In 1972, David Marshall Williams was admitted to Dorothea Dix Hospital in Raleigh, North Carolina. His wife described his condition as being unable to recognize his own family. Williams remained at the hospital until his death on January 8, 1975.

His death certificate lists the primary cause of his death as cardiorespiratory arrest with contributing factors of bronchial pneumonia and organic brain syndrome. Organic brain syndrome (OBS) is decreased mental function owing to a medical disease other than a psychiatric illness. Examples are stroke, Alzheimer's disease, liver failure, long-term alcohol abuse, and withdrawal from alcohol, amongst many others.

Williams is buried in the cemetery of the Old Bluff Presbyterian Church near Wade, North Carolina.

==Legacy==
While the legend of “Carbine Williams” has garnered Williams more attention over the years, his design, redesign, and development of firearms that used the high-pressure gas in or near the breech to operate their semi-automatic action have remained a significant contribution used in the design and development of new firearms and as a starting point for other inventors to come up with new ideas.

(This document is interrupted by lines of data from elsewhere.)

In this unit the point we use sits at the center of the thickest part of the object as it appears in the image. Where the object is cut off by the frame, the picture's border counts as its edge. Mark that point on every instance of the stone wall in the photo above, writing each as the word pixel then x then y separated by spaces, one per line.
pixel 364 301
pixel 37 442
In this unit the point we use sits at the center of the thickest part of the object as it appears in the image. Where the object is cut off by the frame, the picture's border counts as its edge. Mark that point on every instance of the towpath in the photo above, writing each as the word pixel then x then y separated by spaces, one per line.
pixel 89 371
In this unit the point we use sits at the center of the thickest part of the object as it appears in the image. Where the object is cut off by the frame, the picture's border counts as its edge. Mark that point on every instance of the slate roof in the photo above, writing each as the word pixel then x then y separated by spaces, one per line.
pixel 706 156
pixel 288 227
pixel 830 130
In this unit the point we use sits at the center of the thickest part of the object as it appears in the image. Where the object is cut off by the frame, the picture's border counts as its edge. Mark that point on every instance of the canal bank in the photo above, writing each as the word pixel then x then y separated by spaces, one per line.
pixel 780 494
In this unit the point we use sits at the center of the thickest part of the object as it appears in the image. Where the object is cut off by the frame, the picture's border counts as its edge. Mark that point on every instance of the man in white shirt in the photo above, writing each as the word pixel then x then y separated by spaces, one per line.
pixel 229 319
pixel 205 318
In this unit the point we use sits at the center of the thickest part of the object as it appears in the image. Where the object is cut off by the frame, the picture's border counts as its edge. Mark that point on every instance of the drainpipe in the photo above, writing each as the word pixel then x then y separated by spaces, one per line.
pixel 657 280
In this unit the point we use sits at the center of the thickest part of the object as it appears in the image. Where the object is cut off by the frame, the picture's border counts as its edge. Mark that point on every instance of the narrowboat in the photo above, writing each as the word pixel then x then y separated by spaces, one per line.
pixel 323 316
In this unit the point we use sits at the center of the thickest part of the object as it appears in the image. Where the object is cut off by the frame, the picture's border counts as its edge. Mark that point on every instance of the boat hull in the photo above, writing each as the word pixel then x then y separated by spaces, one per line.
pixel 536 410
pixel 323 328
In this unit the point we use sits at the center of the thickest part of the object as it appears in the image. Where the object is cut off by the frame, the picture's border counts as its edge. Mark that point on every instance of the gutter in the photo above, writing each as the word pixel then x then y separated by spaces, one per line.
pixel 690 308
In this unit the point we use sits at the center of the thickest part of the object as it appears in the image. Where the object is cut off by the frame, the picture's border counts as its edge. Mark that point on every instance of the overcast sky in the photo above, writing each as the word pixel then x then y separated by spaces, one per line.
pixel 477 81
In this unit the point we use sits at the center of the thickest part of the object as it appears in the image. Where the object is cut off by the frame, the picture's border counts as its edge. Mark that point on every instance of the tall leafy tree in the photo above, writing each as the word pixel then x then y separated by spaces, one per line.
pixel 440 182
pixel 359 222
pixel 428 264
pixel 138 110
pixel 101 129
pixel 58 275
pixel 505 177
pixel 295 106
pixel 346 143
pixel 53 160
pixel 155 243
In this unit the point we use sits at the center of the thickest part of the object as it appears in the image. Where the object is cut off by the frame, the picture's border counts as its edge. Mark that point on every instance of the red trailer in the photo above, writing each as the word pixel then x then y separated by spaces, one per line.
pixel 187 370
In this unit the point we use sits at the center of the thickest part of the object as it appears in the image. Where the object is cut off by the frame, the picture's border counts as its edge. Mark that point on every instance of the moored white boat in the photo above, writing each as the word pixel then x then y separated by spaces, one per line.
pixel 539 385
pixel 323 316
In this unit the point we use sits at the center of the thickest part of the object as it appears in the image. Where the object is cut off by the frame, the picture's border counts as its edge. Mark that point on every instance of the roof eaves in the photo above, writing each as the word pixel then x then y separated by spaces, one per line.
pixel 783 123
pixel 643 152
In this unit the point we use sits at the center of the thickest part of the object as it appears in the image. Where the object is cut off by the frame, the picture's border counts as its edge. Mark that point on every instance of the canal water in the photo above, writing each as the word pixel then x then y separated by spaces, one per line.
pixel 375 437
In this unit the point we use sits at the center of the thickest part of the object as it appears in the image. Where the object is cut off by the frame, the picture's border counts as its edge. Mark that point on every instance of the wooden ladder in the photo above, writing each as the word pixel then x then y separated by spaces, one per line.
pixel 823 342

The U.S. patent for the highly successful Benelli Shotgun references Williams's patent for his “Inertia Operated Bolt Lock” . The Weatherby Model SA-08 and SA-459 semi-automatic shotgun lines manufactured for Weatherby by Armsan in Istanbul, Turkey, use an external gas piston housing and short-stroke gas piston that impacts an operating rod to cycle the semi-automatic action. Armsan manufactures and markets in Europe its own line of semi-automatic shotguns using this design.